The first two sons committed suicide in the early 20th century, a third disappeared and was presumed dead in the US, while a fourth killed himself at the end of WW1 in murky circumstances. So, three brothers dead of suicide and another never heard from again. The final two brothers - the two youngest - were strange birds themselves. Paul, who lost his right arm in action in WW1, was a pianist - all members of the family were musical - and performed special piano compositions with his left hand. He had a career of sorts in both Europe and the United States. The other son, Ludwig, was a famous philosopher, based mainly in Cambridge, England, but lived here and there during his adulthood, often taking menial jobs as a way of supporting himself and avoiding interaction with the world around him. Ludwig was gay and had many "crushes" and a few relationships but was mainly a loner. Paul, who was straight, waited til he was in his 50's to finally marry a woman 28 years younger than himself, with whom he had already fathered two daughters at the time of their marriage.
The three Wittgenstein sisters were equally as odd as their brothers. The oldest daughter remained at home, never marrying, and finally evolving into a very mannish-looking old woman. The two younger daughters did marry, one very unhappily but producing two sons; the other marrying and maintaining a somewhat happy relationship with her husband and raising a family together. The sisters also survived the war; two in Vienna and one in the US. But few of the siblings were on speaking terms at the end. Long-standing family feuds - both real and imagined - tore the family apart.

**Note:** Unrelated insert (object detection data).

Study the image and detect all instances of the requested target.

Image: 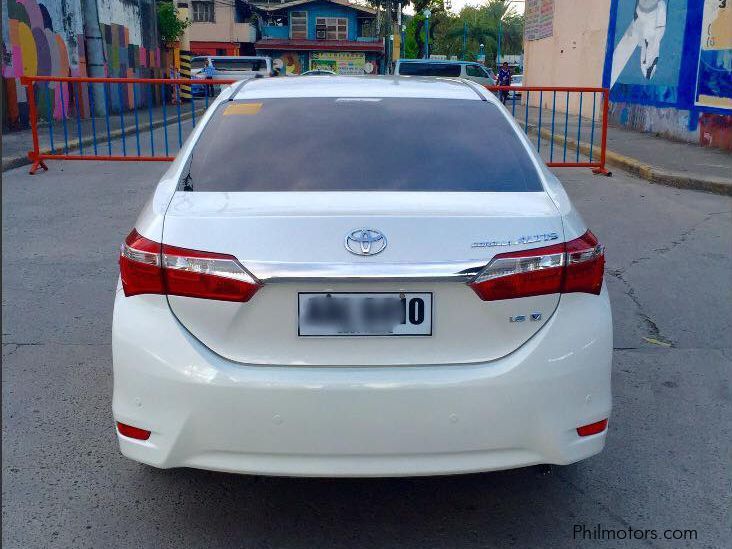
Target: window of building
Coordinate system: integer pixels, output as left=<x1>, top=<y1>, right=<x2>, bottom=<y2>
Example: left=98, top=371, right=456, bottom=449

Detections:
left=359, top=18, right=376, bottom=38
left=192, top=0, right=216, bottom=23
left=290, top=11, right=308, bottom=39
left=465, top=65, right=488, bottom=78
left=315, top=17, right=348, bottom=40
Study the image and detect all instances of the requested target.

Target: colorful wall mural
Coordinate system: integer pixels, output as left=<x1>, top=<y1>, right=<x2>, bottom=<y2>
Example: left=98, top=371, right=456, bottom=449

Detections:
left=2, top=0, right=163, bottom=129
left=603, top=0, right=732, bottom=149
left=2, top=0, right=86, bottom=129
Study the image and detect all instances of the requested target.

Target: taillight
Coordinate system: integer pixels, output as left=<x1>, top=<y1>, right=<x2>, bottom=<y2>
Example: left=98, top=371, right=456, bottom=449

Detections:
left=119, top=230, right=260, bottom=302
left=470, top=231, right=605, bottom=301
left=562, top=231, right=605, bottom=295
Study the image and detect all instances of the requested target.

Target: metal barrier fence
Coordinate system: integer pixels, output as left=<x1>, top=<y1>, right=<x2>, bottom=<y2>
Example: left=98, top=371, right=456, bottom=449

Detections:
left=21, top=76, right=236, bottom=174
left=21, top=76, right=610, bottom=175
left=486, top=86, right=611, bottom=175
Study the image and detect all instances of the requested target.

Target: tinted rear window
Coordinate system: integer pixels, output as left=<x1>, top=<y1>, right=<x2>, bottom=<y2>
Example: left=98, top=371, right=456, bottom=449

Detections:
left=190, top=98, right=542, bottom=192
left=399, top=63, right=460, bottom=76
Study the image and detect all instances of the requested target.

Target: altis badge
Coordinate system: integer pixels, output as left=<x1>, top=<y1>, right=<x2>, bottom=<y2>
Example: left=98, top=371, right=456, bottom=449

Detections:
left=470, top=233, right=559, bottom=248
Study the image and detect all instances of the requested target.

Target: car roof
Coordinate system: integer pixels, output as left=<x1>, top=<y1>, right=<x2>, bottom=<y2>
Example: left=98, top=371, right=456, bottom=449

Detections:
left=232, top=76, right=492, bottom=101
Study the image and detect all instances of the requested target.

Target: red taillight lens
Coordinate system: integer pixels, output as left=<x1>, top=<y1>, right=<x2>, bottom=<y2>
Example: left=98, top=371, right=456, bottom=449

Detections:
left=577, top=419, right=607, bottom=437
left=117, top=421, right=150, bottom=440
left=120, top=230, right=260, bottom=302
left=470, top=231, right=605, bottom=301
left=119, top=229, right=165, bottom=296
left=562, top=231, right=605, bottom=295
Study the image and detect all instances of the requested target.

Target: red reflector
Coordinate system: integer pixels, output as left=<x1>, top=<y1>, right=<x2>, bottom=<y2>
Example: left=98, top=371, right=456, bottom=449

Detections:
left=119, top=230, right=261, bottom=302
left=577, top=419, right=607, bottom=437
left=117, top=421, right=150, bottom=440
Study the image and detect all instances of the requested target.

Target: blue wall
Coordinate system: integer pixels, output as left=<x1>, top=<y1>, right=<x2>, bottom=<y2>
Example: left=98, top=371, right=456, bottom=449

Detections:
left=262, top=2, right=367, bottom=40
left=603, top=0, right=732, bottom=148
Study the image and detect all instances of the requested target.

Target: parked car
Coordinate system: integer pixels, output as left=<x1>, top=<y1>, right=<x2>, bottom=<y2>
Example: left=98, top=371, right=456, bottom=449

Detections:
left=112, top=76, right=612, bottom=476
left=191, top=55, right=275, bottom=97
left=508, top=74, right=524, bottom=99
left=394, top=59, right=496, bottom=86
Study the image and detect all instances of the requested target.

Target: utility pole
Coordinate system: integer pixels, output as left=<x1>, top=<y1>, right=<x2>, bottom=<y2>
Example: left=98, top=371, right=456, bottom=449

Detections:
left=83, top=0, right=106, bottom=116
left=178, top=0, right=193, bottom=101
left=496, top=16, right=503, bottom=67
left=460, top=21, right=468, bottom=61
left=422, top=8, right=432, bottom=59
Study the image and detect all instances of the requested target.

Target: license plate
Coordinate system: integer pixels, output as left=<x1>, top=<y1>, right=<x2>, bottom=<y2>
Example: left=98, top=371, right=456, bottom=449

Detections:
left=297, top=292, right=432, bottom=336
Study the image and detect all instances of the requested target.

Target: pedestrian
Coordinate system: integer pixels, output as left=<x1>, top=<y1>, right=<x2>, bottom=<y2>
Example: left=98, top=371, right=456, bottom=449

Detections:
left=201, top=58, right=216, bottom=97
left=498, top=61, right=511, bottom=105
left=168, top=62, right=180, bottom=105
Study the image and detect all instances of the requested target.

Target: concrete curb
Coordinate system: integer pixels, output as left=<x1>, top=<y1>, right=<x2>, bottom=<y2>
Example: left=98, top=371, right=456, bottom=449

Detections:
left=2, top=109, right=206, bottom=171
left=529, top=125, right=732, bottom=196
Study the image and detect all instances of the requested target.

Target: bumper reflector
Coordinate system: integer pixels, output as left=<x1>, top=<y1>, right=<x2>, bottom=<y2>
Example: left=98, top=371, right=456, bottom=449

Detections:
left=577, top=419, right=607, bottom=437
left=117, top=421, right=150, bottom=440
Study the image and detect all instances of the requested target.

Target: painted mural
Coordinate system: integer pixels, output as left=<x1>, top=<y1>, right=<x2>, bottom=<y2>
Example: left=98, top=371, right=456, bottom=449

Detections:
left=2, top=0, right=162, bottom=129
left=603, top=0, right=732, bottom=149
left=2, top=0, right=86, bottom=128
left=696, top=0, right=732, bottom=109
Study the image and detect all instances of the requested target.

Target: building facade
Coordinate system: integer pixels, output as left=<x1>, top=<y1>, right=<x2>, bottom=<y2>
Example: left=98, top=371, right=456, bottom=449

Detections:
left=255, top=0, right=384, bottom=74
left=524, top=0, right=732, bottom=150
left=187, top=0, right=256, bottom=55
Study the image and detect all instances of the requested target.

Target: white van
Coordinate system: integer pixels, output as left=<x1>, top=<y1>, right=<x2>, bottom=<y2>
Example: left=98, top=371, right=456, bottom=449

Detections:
left=191, top=55, right=274, bottom=80
left=394, top=59, right=496, bottom=86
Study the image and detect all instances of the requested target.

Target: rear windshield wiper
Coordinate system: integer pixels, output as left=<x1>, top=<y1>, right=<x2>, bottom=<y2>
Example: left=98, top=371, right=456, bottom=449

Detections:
left=181, top=158, right=193, bottom=192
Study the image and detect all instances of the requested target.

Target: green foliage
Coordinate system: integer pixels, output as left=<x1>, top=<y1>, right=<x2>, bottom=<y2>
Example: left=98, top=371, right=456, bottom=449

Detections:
left=431, top=0, right=524, bottom=65
left=157, top=2, right=191, bottom=44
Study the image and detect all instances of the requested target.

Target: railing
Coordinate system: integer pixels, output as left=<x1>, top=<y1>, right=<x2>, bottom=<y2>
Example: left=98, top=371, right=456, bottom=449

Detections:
left=486, top=86, right=611, bottom=175
left=21, top=76, right=610, bottom=175
left=21, top=76, right=236, bottom=174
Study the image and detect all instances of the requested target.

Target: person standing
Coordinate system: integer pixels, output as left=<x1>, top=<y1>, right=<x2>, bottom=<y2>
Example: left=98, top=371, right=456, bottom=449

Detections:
left=201, top=58, right=216, bottom=97
left=497, top=61, right=511, bottom=105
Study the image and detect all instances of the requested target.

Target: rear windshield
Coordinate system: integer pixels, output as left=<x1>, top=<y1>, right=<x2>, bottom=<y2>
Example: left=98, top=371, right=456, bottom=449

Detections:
left=187, top=97, right=542, bottom=192
left=399, top=63, right=460, bottom=76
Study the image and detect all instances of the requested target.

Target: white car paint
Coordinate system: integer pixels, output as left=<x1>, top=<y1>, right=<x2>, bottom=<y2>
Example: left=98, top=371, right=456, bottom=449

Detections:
left=112, top=77, right=612, bottom=476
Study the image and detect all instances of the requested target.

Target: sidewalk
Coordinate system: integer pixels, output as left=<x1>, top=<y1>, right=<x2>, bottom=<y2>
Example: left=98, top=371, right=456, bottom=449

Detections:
left=2, top=98, right=213, bottom=171
left=506, top=101, right=732, bottom=195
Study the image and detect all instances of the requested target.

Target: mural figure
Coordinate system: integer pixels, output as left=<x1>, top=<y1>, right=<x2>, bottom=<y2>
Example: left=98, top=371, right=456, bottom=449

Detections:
left=610, top=0, right=666, bottom=87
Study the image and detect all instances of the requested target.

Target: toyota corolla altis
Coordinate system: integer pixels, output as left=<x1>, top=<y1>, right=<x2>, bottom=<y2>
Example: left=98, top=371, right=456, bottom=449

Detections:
left=113, top=77, right=612, bottom=476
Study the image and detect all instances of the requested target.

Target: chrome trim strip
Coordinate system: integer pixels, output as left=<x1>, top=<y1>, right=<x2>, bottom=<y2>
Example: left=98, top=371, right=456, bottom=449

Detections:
left=245, top=260, right=487, bottom=283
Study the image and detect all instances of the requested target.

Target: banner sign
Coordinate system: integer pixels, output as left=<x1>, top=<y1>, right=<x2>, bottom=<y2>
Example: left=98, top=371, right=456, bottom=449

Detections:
left=524, top=0, right=554, bottom=40
left=310, top=51, right=366, bottom=75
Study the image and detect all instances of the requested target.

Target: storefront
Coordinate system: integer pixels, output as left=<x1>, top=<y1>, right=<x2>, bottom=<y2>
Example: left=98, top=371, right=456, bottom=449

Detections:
left=255, top=0, right=384, bottom=75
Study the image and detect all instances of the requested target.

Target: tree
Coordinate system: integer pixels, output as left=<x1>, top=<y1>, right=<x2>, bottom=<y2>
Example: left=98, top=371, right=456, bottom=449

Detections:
left=157, top=1, right=191, bottom=44
left=407, top=0, right=524, bottom=65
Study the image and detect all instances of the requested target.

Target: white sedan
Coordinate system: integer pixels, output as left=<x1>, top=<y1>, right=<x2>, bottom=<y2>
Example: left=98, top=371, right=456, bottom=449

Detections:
left=112, top=76, right=612, bottom=476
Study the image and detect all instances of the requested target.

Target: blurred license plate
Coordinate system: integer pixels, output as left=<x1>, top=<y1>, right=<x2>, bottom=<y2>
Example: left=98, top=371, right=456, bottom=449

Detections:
left=298, top=292, right=432, bottom=336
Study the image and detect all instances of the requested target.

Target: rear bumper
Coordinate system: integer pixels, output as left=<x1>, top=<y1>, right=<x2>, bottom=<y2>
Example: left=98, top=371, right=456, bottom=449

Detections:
left=113, top=290, right=612, bottom=476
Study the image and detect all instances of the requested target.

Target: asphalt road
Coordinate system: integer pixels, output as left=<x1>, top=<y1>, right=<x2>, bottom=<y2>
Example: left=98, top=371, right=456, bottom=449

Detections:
left=2, top=155, right=732, bottom=548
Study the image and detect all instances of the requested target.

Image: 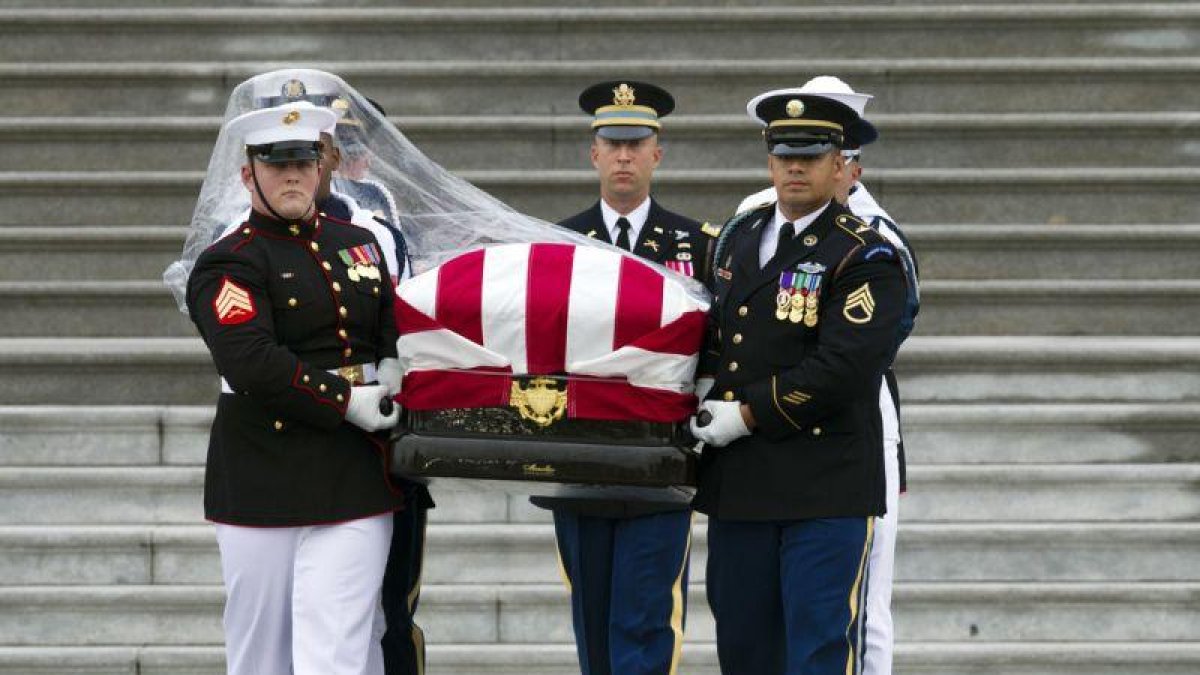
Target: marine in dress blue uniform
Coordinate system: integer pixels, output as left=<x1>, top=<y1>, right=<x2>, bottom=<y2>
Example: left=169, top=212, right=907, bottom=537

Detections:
left=242, top=68, right=433, bottom=675
left=533, top=80, right=718, bottom=675
left=692, top=90, right=905, bottom=675
left=187, top=102, right=404, bottom=675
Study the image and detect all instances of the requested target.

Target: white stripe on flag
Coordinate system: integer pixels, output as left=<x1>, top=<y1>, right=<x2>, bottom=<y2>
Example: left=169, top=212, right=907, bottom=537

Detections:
left=566, top=345, right=700, bottom=394
left=479, top=244, right=529, bottom=375
left=566, top=246, right=622, bottom=371
left=396, top=329, right=509, bottom=372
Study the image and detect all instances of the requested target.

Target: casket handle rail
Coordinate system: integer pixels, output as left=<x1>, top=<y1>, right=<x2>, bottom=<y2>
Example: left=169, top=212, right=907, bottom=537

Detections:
left=509, top=377, right=566, bottom=428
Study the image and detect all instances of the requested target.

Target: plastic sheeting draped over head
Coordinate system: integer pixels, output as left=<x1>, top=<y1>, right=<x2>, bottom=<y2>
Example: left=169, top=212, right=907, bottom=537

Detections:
left=163, top=68, right=707, bottom=312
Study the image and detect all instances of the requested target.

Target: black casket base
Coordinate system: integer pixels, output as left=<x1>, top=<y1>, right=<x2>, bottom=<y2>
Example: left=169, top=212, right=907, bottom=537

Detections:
left=391, top=407, right=697, bottom=503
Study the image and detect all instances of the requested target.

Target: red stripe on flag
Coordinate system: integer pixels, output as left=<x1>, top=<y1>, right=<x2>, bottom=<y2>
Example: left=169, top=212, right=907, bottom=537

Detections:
left=394, top=295, right=444, bottom=335
left=630, top=311, right=708, bottom=357
left=526, top=244, right=575, bottom=375
left=436, top=251, right=484, bottom=345
left=397, top=368, right=696, bottom=423
left=612, top=256, right=664, bottom=351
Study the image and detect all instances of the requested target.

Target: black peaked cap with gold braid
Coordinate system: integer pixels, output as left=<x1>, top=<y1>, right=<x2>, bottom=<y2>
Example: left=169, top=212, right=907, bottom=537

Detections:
left=580, top=79, right=674, bottom=141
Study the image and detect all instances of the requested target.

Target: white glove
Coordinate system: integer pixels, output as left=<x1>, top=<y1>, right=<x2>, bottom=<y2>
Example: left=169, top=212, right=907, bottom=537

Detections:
left=689, top=401, right=750, bottom=448
left=376, top=358, right=404, bottom=396
left=346, top=384, right=400, bottom=431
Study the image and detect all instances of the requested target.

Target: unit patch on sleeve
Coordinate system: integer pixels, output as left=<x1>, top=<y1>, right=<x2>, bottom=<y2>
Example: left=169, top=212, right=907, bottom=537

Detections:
left=212, top=276, right=258, bottom=325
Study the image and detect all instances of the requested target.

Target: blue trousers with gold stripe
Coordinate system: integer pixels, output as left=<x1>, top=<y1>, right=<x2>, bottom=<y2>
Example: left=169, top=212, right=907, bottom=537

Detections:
left=380, top=500, right=428, bottom=675
left=707, top=518, right=874, bottom=675
left=554, top=509, right=691, bottom=675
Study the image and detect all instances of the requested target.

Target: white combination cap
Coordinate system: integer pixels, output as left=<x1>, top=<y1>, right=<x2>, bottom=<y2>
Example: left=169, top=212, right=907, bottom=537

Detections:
left=226, top=101, right=337, bottom=154
left=746, top=74, right=874, bottom=124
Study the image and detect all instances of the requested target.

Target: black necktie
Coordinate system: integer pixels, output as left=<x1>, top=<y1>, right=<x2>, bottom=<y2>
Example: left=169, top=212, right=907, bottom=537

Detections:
left=770, top=222, right=796, bottom=259
left=617, top=216, right=630, bottom=251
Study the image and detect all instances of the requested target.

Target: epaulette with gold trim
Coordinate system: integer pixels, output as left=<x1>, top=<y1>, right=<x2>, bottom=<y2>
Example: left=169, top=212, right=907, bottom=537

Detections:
left=834, top=214, right=878, bottom=244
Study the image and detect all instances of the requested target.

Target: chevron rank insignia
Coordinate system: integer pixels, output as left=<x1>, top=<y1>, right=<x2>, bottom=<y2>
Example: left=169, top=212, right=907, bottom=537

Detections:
left=212, top=276, right=258, bottom=325
left=841, top=278, right=875, bottom=324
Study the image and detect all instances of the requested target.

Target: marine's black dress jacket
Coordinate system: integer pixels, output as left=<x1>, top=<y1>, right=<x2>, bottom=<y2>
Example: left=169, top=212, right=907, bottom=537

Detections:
left=187, top=211, right=403, bottom=526
left=692, top=203, right=905, bottom=520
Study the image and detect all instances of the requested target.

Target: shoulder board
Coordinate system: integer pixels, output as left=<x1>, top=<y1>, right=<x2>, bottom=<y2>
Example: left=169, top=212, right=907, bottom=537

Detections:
left=320, top=214, right=354, bottom=227
left=712, top=202, right=774, bottom=277
left=742, top=199, right=775, bottom=213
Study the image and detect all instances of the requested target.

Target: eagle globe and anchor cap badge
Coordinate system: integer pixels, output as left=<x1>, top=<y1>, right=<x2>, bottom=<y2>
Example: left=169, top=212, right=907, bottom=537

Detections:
left=509, top=377, right=566, bottom=428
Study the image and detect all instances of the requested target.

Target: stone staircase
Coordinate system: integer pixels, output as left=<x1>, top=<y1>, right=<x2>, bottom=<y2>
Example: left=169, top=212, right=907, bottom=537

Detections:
left=0, top=0, right=1200, bottom=675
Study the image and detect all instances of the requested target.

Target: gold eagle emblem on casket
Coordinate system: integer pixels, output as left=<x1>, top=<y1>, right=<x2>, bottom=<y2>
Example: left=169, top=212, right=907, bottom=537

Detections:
left=509, top=377, right=566, bottom=426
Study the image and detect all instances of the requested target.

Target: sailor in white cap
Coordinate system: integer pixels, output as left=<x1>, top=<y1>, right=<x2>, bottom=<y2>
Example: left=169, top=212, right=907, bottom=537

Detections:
left=737, top=76, right=920, bottom=675
left=186, top=102, right=404, bottom=675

Okay, here's what I find interesting. The Wittgenstein family were practicing Catholics and Protestants, but had three Jewish grandparents. All three grandparents converted to Christianity, seemingly as a way to assimilate into modern Austrian society. The family, by the time the eight children of Karl Wittgenstein were born, maintained their Christian identity by denying their Jewish roots. However, when the Nazis took power in the 1930's and after the Anschluss in 1938, having three Jewish grandparents - no matter how many conversion slips they could produce - still made the Wittgensteins Jewish under Nazi law. For the children still living in the Ostreich, this made a difference between life and death, and between fortune and prosperity. The way to "get around" the "fully-Jewish" status accorded to the Wittgensteins, was to try to "de-Judify" the family even further by getting one of the grandparents - in this case the father of Karl - declared the illegitimate son of a Christian father, rather than the legitimate son Jewish father. So, papers had to be produced, from 1802, testifying that Karl Wittgenstein's father, Herman Christian Wittgenstein, was the son of a Christian, rather than a Jew. This was done to gain the family members "Mischling" status, providing some protection from the Nazi laws.
My question, which is not exactly about the Wittgenstein family but they are a very good example of converting through assimilation, is how many Jews in western and middle Europe did so in the 19th century? We speak today of losing Jews through assimilation, but I'd love to know how many were lost in earlier times. I'll bet it was a fairly large number, particularly those who were the more affluent after the Napoleonic laws giving Jews citizenship.
Waugh's book is a very well-written look at a "dysfunctional" family that began with so much in terms of money and brilliance, but has over the generations been whittled down to two or three survivors.